Das Berufungsgericht gab der Berufung der Beklagten nicht Folge. Es teilte die Ansicht des Erstgerichtes, daß der Erstbeklagte gegen § 11 Abs1 und 2 StVO verstoßen habe. Hinsichtlich des Schmerzengeldanspruches sei vom Kläger bei Berechnung seiner Ansprüche bereits ein Mitverschulden von einem Viertel in Anschlag gebracht worden. Dieses Mitverschulden sei vom Erstgericht offensichtlich als zutreffend angesehen worden, was in der Berufung auch nicht mehr bekämpft werde.

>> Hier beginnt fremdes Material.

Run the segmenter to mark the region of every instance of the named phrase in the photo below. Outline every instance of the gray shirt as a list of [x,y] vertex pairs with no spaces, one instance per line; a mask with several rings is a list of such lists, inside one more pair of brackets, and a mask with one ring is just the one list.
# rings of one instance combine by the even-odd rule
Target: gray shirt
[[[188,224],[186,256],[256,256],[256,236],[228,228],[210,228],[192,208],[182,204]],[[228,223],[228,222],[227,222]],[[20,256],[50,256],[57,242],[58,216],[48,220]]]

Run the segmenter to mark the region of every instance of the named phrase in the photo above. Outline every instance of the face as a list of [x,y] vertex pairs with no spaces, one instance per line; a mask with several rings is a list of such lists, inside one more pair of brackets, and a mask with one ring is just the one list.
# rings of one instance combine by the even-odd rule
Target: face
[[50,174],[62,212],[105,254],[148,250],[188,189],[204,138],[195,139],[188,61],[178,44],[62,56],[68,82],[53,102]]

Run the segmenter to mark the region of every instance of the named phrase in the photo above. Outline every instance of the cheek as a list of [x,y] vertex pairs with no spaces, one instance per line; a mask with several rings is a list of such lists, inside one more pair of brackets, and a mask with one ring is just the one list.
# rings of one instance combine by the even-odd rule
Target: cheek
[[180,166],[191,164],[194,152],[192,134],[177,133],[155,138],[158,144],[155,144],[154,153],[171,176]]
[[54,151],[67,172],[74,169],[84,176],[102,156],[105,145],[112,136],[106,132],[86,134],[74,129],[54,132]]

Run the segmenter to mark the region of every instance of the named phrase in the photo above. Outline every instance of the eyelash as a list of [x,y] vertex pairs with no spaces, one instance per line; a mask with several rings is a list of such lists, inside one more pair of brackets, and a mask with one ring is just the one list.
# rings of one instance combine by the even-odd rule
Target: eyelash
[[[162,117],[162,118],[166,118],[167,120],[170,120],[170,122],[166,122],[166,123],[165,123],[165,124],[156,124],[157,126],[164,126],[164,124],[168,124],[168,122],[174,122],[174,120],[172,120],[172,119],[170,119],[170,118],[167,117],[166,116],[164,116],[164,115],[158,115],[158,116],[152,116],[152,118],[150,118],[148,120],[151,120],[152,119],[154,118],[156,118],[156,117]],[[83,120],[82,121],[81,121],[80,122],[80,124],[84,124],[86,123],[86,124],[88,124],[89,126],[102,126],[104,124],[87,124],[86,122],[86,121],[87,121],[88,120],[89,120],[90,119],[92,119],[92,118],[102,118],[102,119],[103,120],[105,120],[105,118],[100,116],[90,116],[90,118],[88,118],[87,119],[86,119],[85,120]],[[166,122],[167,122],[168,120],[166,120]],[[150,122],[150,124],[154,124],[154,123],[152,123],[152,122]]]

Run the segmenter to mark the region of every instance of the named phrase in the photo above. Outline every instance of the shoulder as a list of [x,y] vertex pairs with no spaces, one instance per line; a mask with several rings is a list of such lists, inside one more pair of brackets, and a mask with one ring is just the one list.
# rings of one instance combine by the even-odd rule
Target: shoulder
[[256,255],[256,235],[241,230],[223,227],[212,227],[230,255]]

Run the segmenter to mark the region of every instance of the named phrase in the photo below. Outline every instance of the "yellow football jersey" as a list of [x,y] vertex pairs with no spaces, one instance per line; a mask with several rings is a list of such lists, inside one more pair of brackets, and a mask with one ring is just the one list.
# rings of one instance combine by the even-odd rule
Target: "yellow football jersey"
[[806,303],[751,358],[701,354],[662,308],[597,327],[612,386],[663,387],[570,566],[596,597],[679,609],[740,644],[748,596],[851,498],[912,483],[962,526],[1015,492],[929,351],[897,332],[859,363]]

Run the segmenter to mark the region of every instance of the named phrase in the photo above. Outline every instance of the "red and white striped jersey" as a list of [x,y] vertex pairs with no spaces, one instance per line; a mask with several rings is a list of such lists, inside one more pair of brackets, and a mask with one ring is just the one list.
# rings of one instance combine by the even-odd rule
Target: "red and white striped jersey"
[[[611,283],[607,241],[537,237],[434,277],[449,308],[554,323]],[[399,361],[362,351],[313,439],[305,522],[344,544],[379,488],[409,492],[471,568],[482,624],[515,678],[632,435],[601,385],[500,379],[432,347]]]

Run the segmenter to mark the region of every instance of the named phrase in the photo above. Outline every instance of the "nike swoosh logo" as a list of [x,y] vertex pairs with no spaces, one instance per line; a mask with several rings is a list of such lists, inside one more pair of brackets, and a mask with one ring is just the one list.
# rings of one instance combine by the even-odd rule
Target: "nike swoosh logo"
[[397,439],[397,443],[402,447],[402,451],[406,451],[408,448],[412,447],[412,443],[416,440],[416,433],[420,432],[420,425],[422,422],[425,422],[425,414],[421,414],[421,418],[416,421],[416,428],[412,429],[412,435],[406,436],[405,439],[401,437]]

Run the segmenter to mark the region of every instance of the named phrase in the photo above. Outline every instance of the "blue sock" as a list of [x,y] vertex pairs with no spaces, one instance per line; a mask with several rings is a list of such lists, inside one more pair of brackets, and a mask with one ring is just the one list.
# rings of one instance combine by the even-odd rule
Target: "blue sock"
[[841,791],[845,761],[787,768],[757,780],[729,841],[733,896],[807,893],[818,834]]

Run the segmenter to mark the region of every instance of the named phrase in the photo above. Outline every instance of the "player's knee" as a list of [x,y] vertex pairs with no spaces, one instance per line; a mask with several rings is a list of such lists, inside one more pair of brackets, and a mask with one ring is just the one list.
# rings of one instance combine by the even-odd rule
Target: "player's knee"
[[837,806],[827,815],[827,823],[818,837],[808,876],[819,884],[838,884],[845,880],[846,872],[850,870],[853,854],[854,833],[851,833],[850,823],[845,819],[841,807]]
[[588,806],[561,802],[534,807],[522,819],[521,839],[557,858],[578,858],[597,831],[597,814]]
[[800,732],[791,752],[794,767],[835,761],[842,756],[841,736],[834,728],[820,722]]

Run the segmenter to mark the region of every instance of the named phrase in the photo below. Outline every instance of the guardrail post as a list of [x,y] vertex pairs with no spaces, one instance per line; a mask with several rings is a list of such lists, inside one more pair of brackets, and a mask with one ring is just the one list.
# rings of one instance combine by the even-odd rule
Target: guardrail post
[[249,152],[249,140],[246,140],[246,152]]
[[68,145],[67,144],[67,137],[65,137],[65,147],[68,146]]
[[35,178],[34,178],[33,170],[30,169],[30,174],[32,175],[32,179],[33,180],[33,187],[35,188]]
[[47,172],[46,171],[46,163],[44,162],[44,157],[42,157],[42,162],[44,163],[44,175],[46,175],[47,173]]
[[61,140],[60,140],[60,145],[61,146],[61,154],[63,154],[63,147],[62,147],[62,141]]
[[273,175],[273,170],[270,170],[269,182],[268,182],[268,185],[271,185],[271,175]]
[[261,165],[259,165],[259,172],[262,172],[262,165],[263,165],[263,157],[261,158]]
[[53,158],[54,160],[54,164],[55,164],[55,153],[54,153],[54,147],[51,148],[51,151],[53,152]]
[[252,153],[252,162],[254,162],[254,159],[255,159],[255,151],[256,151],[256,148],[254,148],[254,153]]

Gegen das Urteil des Berufungsgerichtes richtet sich die auf die Revisionsgründe der Mangelhaftigkeit des Verfahrens und der unrichtigen rechtlichen Beurteilung gestützte Revision der Beklagten mit dem Antrag auf Abänderung dahin, daß das Klagebegehren abgewiesen werde, in eventu, daß es nur zu einem Viertel zu Recht bestehe. Hilfsweise wird ein Aufhebungsantrag gestellt. Die Beklagten beantragen, der Revision nicht Folge zu geben.
Rechtliche Beurteilung
Die Revision ist teilweise berechtigt.
Den Revisionsausführungen, den Erstbeklagten treffe kein Verschulden am Unfall, kann nicht gefolgt werden. Die Ansicht, wegen der Dunkelheit und der durch das Straßenwaschfahrzeug hervorgerufenen Fahrbahnnässe habe es sich bei der vom Erstbeklagten eingehaltenen Geschwindigkeit von 40 km/h um die höchstzulässige Geschwindigkeit gehandelt, weshalb der Erstbeklagte nicht habe damit rechnen müssen, überholt zu werden, ist schon deshalb verfehlt, weil nach ständiger Rechtsprechung der Vertrauensgrundsatz einen Verkehrsteilnehmer nicht von der Pflicht enthebt, die allgemeinen, unabhängig vom Verhalten anderer Verkehrsteilnehmer geltenden Verkehrsregeln einzuhalten (ZVR 1980/90 uva.). Die in der Revision angeführten Entscheidungen vermögen die von den Beklagten vertretene Ansicht in keiner Weise zu stützen. In ZVR 1968/61 wurde ausgeführt, den Kläger treffe jedenfalls ein Verschulden, das Ausmaß hänge aber unter anderem davon ab, ob der überholende Beklagte die zulässige Höchstgeschwindigkeit überschritten habe. In ZVR 1970/167 wurde die Notwendigkeit, sich eines Einweisers zu bedienen, verneint, wenn die Sicht ausreicht, um die mit zulässiger Höchstgeschwindigkeit fahrenden Fahrzeuge wahrzunehmen. In ZVR 1977/187 nahm der Fahrzeuglenker, der mit überhöhter Geschwindigkeit überholt wurde, keinen Fahrstreifenwechsel vor. Daß ein Fahrzeuglenker, der mit der zulässigen Höchstgeschwindigkeit fährt, beim Fahrstreifenwechsel den Nachfolgeverkehr nicht beachten und den Blinker nicht betätigen muß, hat der Oberste Gerichtshof nie ausgesprochen, dies würde auch der ständigen Rechtsprechung über die Bedeutung des Vertrauensgrundsatzes widersprechen.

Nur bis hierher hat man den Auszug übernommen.